At the heart of Vicenza, Piazza dei Signori contains the Palazzo della Ragione (1549), the project with which Palladio made his name by successfully modernizing a medieval building, grafting a graceful two-story exterior loggia onto the existing Gothic structure. Commonly known as Basilica Palladiana, the palazzo served as a courthouse and public meeting hall (the original Roman meaning of the term "basilica"). Walk around the loggia for grandstand views of the piazza, and the cavernous salon which hosts wonderful art exhibitions. Take a look also at the Loggia del Capitaniato, opposite, which Palladio designed but never completed.
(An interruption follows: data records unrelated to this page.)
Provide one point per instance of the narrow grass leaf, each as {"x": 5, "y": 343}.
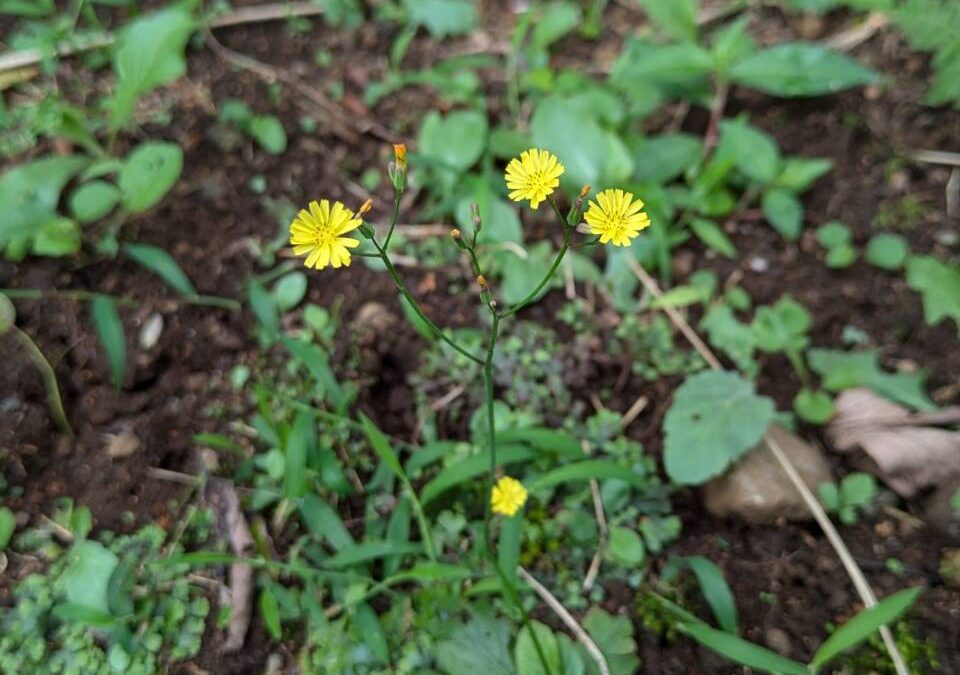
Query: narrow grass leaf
{"x": 586, "y": 470}
{"x": 270, "y": 613}
{"x": 106, "y": 320}
{"x": 163, "y": 265}
{"x": 860, "y": 627}
{"x": 741, "y": 651}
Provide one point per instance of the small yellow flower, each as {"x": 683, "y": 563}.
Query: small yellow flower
{"x": 318, "y": 234}
{"x": 617, "y": 217}
{"x": 534, "y": 176}
{"x": 400, "y": 155}
{"x": 508, "y": 496}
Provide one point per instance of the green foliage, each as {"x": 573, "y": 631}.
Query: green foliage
{"x": 939, "y": 284}
{"x": 715, "y": 418}
{"x": 855, "y": 493}
{"x": 97, "y": 608}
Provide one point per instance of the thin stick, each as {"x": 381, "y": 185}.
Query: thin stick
{"x": 260, "y": 14}
{"x": 846, "y": 558}
{"x": 567, "y": 619}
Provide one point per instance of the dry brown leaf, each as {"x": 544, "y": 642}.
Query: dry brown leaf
{"x": 909, "y": 452}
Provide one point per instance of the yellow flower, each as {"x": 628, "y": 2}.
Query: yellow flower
{"x": 617, "y": 217}
{"x": 508, "y": 496}
{"x": 534, "y": 176}
{"x": 318, "y": 234}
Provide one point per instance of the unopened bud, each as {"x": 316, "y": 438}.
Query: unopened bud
{"x": 400, "y": 155}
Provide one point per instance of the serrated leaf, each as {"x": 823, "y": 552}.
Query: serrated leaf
{"x": 106, "y": 321}
{"x": 148, "y": 173}
{"x": 149, "y": 53}
{"x": 163, "y": 265}
{"x": 714, "y": 419}
{"x": 797, "y": 69}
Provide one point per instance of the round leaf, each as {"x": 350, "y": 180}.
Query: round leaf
{"x": 715, "y": 418}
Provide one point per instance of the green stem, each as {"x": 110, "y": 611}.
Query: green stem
{"x": 398, "y": 281}
{"x": 54, "y": 399}
{"x": 567, "y": 233}
{"x": 393, "y": 218}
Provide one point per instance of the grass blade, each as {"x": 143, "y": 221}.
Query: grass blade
{"x": 106, "y": 320}
{"x": 860, "y": 627}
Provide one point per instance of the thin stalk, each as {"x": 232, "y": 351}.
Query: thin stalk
{"x": 398, "y": 281}
{"x": 54, "y": 400}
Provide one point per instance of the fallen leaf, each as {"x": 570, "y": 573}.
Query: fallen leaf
{"x": 909, "y": 449}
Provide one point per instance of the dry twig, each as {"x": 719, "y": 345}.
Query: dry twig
{"x": 850, "y": 565}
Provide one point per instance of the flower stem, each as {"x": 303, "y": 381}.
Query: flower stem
{"x": 402, "y": 287}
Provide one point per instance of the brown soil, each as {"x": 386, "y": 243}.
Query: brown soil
{"x": 171, "y": 391}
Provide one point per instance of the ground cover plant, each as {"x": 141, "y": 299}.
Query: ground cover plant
{"x": 448, "y": 337}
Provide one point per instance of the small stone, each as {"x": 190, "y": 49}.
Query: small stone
{"x": 151, "y": 331}
{"x": 757, "y": 490}
{"x": 122, "y": 445}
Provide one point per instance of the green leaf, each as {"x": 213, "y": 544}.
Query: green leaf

The emotional intensity and naturalism of the frescoes illustrating the lives of Mary and Jesus in this world-famous chapel broke new ground in Western art. Enrico Scrovegni commissioned these frescoes to atone for the sins of his deceased father, Reginaldo, the usurer condemned to the Seventh Circle of the Inferno in Dante's Divine Comedy. Giotto and his assistants worked on the frescoes from 1303 to 1305, arranging them in tiers to be read from left to right. To preserve the artwork, doors are opened only every 15 minutes.
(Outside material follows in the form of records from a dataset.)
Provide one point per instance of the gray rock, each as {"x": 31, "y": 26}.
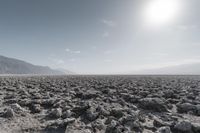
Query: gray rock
{"x": 8, "y": 113}
{"x": 155, "y": 104}
{"x": 183, "y": 127}
{"x": 56, "y": 113}
{"x": 185, "y": 107}
{"x": 196, "y": 127}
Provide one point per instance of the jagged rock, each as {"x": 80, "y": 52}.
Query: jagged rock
{"x": 183, "y": 127}
{"x": 66, "y": 114}
{"x": 8, "y": 113}
{"x": 185, "y": 107}
{"x": 56, "y": 113}
{"x": 90, "y": 115}
{"x": 36, "y": 108}
{"x": 196, "y": 127}
{"x": 117, "y": 112}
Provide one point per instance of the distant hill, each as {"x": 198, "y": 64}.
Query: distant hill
{"x": 15, "y": 66}
{"x": 184, "y": 69}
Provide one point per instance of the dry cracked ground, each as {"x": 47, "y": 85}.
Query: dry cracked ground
{"x": 100, "y": 104}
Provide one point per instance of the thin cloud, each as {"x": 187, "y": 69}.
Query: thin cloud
{"x": 72, "y": 51}
{"x": 187, "y": 27}
{"x": 108, "y": 22}
{"x": 72, "y": 60}
{"x": 108, "y": 52}
{"x": 107, "y": 60}
{"x": 106, "y": 34}
{"x": 57, "y": 61}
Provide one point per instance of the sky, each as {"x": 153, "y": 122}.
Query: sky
{"x": 101, "y": 36}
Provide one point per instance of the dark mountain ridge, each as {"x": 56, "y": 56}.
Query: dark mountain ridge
{"x": 15, "y": 66}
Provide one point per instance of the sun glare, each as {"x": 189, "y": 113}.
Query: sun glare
{"x": 159, "y": 12}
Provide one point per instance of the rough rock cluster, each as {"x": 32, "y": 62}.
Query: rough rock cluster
{"x": 100, "y": 104}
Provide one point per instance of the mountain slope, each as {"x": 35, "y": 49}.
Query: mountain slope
{"x": 15, "y": 66}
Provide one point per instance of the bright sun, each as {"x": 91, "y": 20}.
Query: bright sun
{"x": 159, "y": 12}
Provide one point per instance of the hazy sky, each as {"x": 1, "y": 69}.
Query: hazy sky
{"x": 100, "y": 36}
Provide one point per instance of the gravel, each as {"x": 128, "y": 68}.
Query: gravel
{"x": 100, "y": 104}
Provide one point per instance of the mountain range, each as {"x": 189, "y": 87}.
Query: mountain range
{"x": 15, "y": 66}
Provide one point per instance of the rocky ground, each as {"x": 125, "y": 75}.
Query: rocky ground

The hilltop castle (construction began in 1517) has panoramic views extending to Monte Nero (7,360 feet) in neighboring Slovenia, but head inside to see Udine's civic museums of art and archaeology, with myriad collections that can detain you for hours. On the ground floor are the Museo del Risorgimento (tracing the history of Italian unification) and Museo Archeologico; the third floor is the Museo della Fotografia, with fascinating 19th- and 20th-century images of the Friuli. Particularly worthwhile is the national and regional art collection in the Galleria d'Arte Antica, which has canvases by Venetians Vittore Carpaccio (circa 1460–1525) and Gianbattista Tiepolo, the recently restored (2020) Il San Francesco Riceve le Stimmate (St. Francis Receiving the Stigmata) by Caravaggio, and carefully selected works by lesser-known but still interesting Veneto and Friuli artists. The museum's small collection of drawings includes several by Tiepolo; some find his drawings even more moving than his paintings.
This crenellated, russet brick building with massive walls, towers, turrets, and a vast courtyard was built for Cangrande II della Scala in 1354 and presides over a street lined with attractive old buildings and palaces of the nobility. Only by going inside the Museo di Castelvecchio can you really appreciate this massive castle complex with its vaulted halls. You also get a look at a significant collection of Venetian and Veneto art, medieval weapons, and jewelry. The interior of the castle was restored and redesigned as a museum between 1958 and 1975 by Carlo Scarpa, one of Italy's most accomplished architects. Behind the castle is the fortified Ponte Scaligero (1355), which spans the River Adige and is a fab spot for taking photos.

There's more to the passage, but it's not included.